I hate helplessness. Helplessness makes me insane. When Mr. Peevie makes like he can't do something, or complains about a problem without actually taking steps to solve it ("Those kids are too loud!", for example, or "I just wish those kids would go outside") it makes me want to eat rocks.

"OK, so get up and tell them to be quiet!" I suggest, with an understandable, but teensy, edge to my voice. "Go tell them to get their loud behinds outside," I say, possibly through clenched jaw.

Or, if I'm doing the martyr thing, I'll sigh loudly, and get up and do it myself. And I'll fume about how some people are so helpless that I don't even know how they wipe their own butt. (And yes, I am quite aware that "the martyr thing" is just as emotionally unhealthy as the helpless thing. Shut up.)

So anyhoo, I received an invitation to meet up with friends for happy hour on Friday night, and I says to Mr. Peevie, I says, "Honey, I think I'm going to go out to Biv's for happy hour on Friday night."

"But you'll miss C. Peevie's camp open house," he objects.

"Yeah, I'll check with him, but I don't think he'll mind," I replied.

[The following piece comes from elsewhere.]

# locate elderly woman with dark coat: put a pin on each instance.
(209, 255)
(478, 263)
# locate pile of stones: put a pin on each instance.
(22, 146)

"But," and this is where I almost drop-kicked him into next week, "that means I'll have to take all three kids to the open house by myself!"

I looked at him in disbelief. "You are fucking kidding me," I said.

This summer I have been working from home, and dealing with kids--my own and those of half the neighborhood--from 7 in the morning until Mr. Peevie gets home from work at 5:30 or 6. I take them to camp, I pick them up from camp, I take them to doctor's appointments, I supervise them in the pool, I break up their fights, I feed them a hundred times a day, I give them their meds.

I'm not complaining--I'm very grateful to have a flexible work schedule that allows me to be home when my kids are home. But he's anxious about taking three kids to a two-hour event by himself? I'm just sayin'.

So then, I'm talking to C. Peevie, and I'm asking him, hey, honey--do you mind if I skip the open house on Friday night? Will they post your movie on YouTube? If you mind, seriously, I will totally be there. He didn't mind. But he did have this to say:

"But Mom, if you don't go, Daddy will have to take all of us to the open house by himself!"

I did NOT say what I seriously wanted to say, and I think you know what I mean. I did take the opportunity to educate him, however.

"C. Peevie, what do I do all day long, every day of the week? Do you REALLY think it's asking too much of Daddy to take you three to a two-hour open house by himself?"

"Ahhhh," he said.

I'm thinking that 20 years from now his wife will thank me.

6 comments:

Elbee said...

SCREAM!! I am right there with you girl. Or how about not being able to take care of more than 1 household task in one 24 hour period? GRrrrrr.

E. Peevie said...

LB--thanks for the scream. That made my day.

I have to defend Mr. Peevie's honor, though. He is WAY better at getting household tasks done than I am. I know some men are not doing their fair share of household chores, but I do not have that complaint about Mr. P.

Anonymous said...

JRO: THANKS! That was the best laugh I've had all week. ...can't wait for J.Cub to read it...

p.s. I love your whole family.

E. Peevie said...

Because of J-Cub and J-Rock, I tried very hard to avoid the use of the Eff word, but in the end, I had to keep it real, you know?

Otherwise, I lose my cred.

And then there'd be heck to pay.

Anonymous said...

J-Cub: I would have been personally insulted if you hadn't included the Eff word just because you were trying not to offend people. Your cred's intact. Here's to anti-censorship.

E. Peevie said...

Well, darling Cub, it's not so much censorship as perhaps self-censorship, for the purpose of protecting innocent young minds.

Also, if my mommy reads this, I'm doomed.